It’s worth noting that we have had the Vietnam War, the Iraq War, the Afghanistan War and now the Iran War but these are actually all just chapters in one long-running American War Against Everybody, with an Israeli side. This time, however, it seems the combination of The Exceptional Nation and The Chosen People have bitten off more than they can chew. Without warning, without provocation, without UN Security Council authority, and under cover of “peace” negotiations, they attacked on Friday night, fully expecting to be able to declare victory before the stock markets opened on Monday morning. To their utter astonishment, the Islamic Republic didn’t collapse. Amazingly and without any precedent in history, the people rallied around their flag and leaders and actually fought back!!! Can you believe the sheer effrontery of those Persian ingrates? But it gets worse. Not content with knocking out all the billion dollar American radars and control systems and flattening 17 of their hugely expensive military bases in the Gulf monarchies, quel horreur, they closed the Strait of Hormuz.
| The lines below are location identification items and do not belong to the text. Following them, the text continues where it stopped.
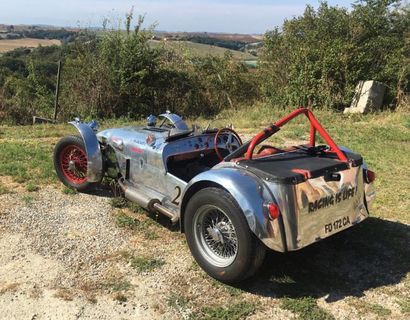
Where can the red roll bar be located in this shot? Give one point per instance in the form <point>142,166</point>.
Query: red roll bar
<point>314,126</point>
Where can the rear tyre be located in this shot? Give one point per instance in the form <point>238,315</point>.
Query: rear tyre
<point>219,237</point>
<point>70,163</point>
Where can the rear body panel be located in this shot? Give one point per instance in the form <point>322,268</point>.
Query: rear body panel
<point>316,209</point>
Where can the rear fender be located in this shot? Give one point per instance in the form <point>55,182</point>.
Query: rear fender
<point>250,194</point>
<point>92,148</point>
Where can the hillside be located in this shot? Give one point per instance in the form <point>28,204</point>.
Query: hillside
<point>11,44</point>
<point>201,50</point>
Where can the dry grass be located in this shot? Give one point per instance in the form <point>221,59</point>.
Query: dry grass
<point>9,287</point>
<point>11,44</point>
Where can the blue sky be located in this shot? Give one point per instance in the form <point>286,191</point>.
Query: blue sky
<point>178,15</point>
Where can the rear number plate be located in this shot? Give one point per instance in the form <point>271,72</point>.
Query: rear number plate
<point>337,224</point>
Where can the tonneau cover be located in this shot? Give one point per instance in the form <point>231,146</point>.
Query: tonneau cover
<point>284,167</point>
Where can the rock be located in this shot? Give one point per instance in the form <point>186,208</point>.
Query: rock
<point>368,96</point>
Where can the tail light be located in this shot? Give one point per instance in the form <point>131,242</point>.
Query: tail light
<point>369,176</point>
<point>273,210</point>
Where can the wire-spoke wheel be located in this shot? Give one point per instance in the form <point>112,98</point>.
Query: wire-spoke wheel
<point>216,235</point>
<point>70,162</point>
<point>219,237</point>
<point>73,162</point>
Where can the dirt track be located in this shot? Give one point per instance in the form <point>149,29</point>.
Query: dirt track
<point>72,257</point>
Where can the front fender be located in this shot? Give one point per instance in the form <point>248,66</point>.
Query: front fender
<point>249,192</point>
<point>93,150</point>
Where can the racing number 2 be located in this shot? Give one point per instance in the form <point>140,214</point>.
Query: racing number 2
<point>176,199</point>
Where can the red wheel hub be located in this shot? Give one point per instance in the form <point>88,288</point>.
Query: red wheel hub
<point>73,163</point>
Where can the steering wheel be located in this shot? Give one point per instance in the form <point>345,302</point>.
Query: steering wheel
<point>229,143</point>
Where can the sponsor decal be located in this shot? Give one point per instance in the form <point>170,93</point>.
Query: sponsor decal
<point>137,150</point>
<point>333,199</point>
<point>150,139</point>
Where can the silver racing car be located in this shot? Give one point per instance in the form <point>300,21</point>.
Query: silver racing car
<point>233,200</point>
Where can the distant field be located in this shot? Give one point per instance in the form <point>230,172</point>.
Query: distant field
<point>8,45</point>
<point>201,50</point>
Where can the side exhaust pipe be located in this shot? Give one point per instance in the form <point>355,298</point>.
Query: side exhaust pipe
<point>153,205</point>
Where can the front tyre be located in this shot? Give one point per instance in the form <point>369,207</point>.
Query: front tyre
<point>219,238</point>
<point>70,163</point>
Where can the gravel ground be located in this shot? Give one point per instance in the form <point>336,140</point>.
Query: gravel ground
<point>66,257</point>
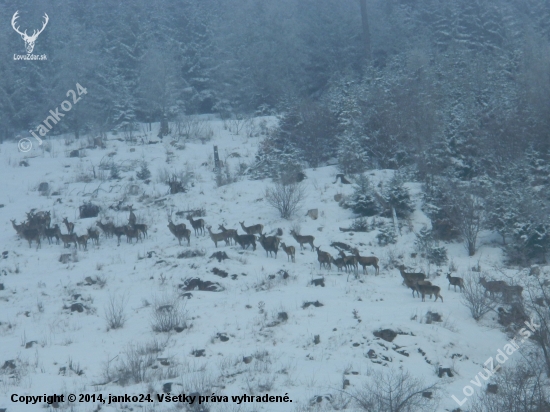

In less fraught times, 20% of the world’s oil and natural gas, not to mention 30% of the world’s fertilizers and a huge range of basic chemical feedstocks for the plastics and other industries, passes through this narrow stretch. Such ingratitude: post-ideological neoliberal capitalism comes knocking and they slam the door shut on everybody, upsetting the entire capitalist order. Truly breathtaking and just sooo unexpected, as the Israeli ambassador to Australia announced this week:
Dr Newman said Israel tried to take all scenarios into consideration, including worst-case scenarios such as the potential for Iran to already have nuclear warfare (sic). But he admitted Iran’s closure of the vital waterway was “not part of our planning … You hope and pray that … even a rogue entity like Iran, will not do what is worst for them and for the international community,” he said. Israel also did not expect Iran to carry out retaliation attacks on certain Gulf countries.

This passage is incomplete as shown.